VISTOS, en grado de apelación, por la Sección Quinta de esta Audiencia Provincial, los presentes autos de Juicio Verbal nº 591/08, procedentes del Juzgado de Primera Instancia nº 4 de Oviedo, Rollo de Apelación nº 10/09, entre partes, como apelante y demandado DON Raúl , representado por el Procurador Don Ignacio López González y bajo la dirección del Letrado Don Manuel Rodríguez Velázquez y como apelados y demandantes DOÑA Carmen , DOÑA Lucía Y DON Ángel Daniel , representados por el Procurador Don Sergio Pérez Hernández y bajo la dirección del Letrado Don Miguel Simarro González.
Antecedentes
PRIMERO.- Se aceptan los antecedentes de hecho de la Sentencia apelada.
SEGUNDO.- El Juzgado de Primera Instancia nº 4 de Oviedo dictó Sentencia en los autos referidos con fecha 3 de octubre de 2008 , cuya parte dispositiva es del tenor literal siguiente: "FALLO: Estimo parcialmente la demanda formulada por el Procurador de los Tribunales Sr.

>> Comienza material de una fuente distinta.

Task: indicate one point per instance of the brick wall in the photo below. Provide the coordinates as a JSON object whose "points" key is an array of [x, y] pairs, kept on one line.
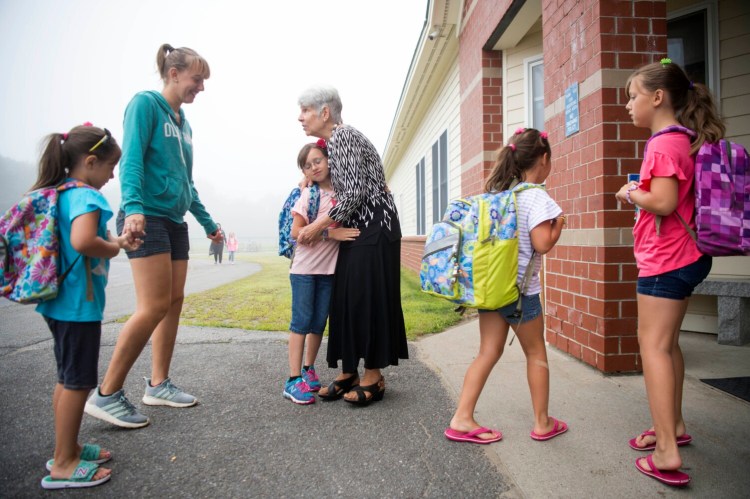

Pérez Hernández, en nombre y representación de doña Carmen , doña Lucía y don Ángel Daniel , frente a don Raúl y condeno al demandado a reintegrar a los actores en la posesión de la franja de terreno de 153 metros cuadrados identificada en el documento nº 4 de la demanda con fondo rayado azul y a realizar las obras necesarias para restablecer el talud que sirve de lindero a su situación anterior, de tal manera que el pie del mismo llegue hasta la línea que ocupaba originariamente y que se representa en el documento nº 4 de la demanda. En todo lo demás, desestimo la demanda y absuelvo al demandado del resto de pedimentos contra él dirigidos.
Sin imposición de costas.".
TERCERO.- Notificada la anterior Sentencia a las partes, se interpuso recurso de apelación por Don Raúl , y previos los traslados ordenados en el art. 461 de la L.E.C ., se remitieron los autos a esta Audiencia Provincial con las alegaciones escritas de las partes, no habiendo estimado necesario la celebración de vista.
CUARTO.- En la tramitación del presente Recurso se han observado las prescripciones legales.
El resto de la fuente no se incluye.